Context
Amazon Web Services is supporting a consumer-facing application that emits clickstream events from web, mobile, and backend services. The current pipeline relies on hourly file drops to Amazon S3 and scheduled batch processing, which is too slow for real-time analytics, anomaly detection, and operational dashboards.

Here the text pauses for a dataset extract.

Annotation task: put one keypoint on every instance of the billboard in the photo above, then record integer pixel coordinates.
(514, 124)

You are the engineering manager responsible for designing a new AWS-native pipeline that ingests, validates, enriches, and serves clickstream data in near real time while preserving a durable raw history for replay and backfills.
Scale Requirements
- Users: 80M monthly active users, 12M daily active users
- Peak throughput: 1M events/second during launches and promotions; 250K events/second average
- Event size: 1.5-2.5 KB JSON
- Daily volume: ~20-25 TB raw compressed data
- Latency target: P95 event-to-queryable latency under 2 minutes
- Retention: 180 days raw in Amazon S3, 2 years curated aggregates in Amazon Redshift
- Availability target: 99.95% ingestion availability across 3 AWS Availability Zones
Requirements
- Design a streaming ingestion layer on AWS that can absorb bursty traffic without dropping events.
- Validate schemas, deduplicate retries, and quarantine malformed records without blocking healthy traffic.

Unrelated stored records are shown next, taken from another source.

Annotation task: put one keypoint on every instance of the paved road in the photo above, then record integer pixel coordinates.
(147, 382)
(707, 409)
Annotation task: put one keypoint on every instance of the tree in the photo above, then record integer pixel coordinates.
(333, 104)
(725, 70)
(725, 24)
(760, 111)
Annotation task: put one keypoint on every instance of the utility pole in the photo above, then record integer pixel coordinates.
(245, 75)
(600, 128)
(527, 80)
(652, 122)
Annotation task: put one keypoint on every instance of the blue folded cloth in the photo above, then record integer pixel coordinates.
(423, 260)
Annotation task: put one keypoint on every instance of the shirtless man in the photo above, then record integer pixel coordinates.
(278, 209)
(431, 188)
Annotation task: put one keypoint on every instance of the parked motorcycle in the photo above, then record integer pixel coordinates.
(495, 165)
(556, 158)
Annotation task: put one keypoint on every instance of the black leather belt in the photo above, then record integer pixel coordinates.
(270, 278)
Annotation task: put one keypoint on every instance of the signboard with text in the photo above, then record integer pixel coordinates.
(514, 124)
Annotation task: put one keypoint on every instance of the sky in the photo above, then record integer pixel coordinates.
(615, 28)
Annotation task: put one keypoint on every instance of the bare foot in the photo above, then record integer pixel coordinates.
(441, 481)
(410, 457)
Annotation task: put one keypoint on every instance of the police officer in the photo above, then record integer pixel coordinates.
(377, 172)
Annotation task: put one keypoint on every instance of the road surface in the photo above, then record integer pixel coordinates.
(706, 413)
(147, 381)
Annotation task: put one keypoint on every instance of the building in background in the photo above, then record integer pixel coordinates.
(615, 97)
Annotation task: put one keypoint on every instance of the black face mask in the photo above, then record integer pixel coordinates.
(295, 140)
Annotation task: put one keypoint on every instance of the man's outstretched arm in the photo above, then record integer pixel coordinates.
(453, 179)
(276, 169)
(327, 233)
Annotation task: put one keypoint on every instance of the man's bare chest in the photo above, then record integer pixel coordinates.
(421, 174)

- Enrich events with sessionization, device metadata, geo lookup, and user identity joins.
- Store immutable raw data in Amazon S3 and load analytics-ready tables into Amazon Redshift with near-real-time freshness.

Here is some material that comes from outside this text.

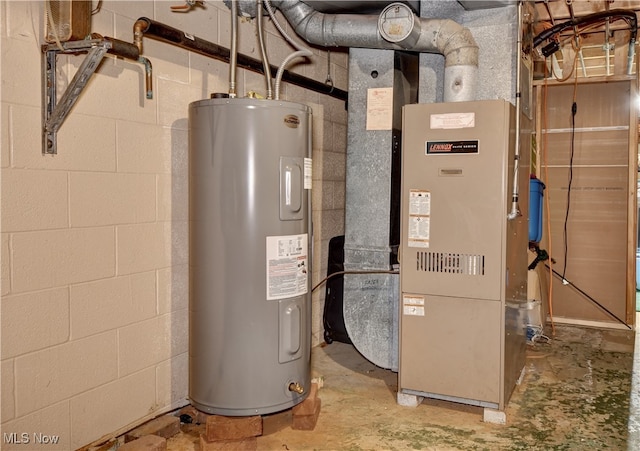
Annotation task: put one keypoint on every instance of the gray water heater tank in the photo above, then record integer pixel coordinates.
(249, 255)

- Support replay, backfills, and idempotent reprocessing for a full day of historical traffic.
- Define orchestration, observability, and on-call strategies for lag, data quality regressions, and downstream failures.
- Explain partitioning, checkpointing, and scaling decisions at the broker, compute, and warehouse layers.
Constraints
- Prefer managed AWS services where possible: e.g., Amazon Kinesis Data Streams, AWS Glue Streaming, Amazon Managed Service for Apache Flink, AWS Step Functions, Amazon Redshift, and Amazon CloudWatch.
- Budget target is under $60K/month incremental spend outside existing S3 and Redshift commitments.
- Must support GDPR/CCPA deletion workflows within 72 hours.
- Downstream consumers include BI dashboards, product analytics, and ML feature generation, so schema evolution and data contracts must be explicit.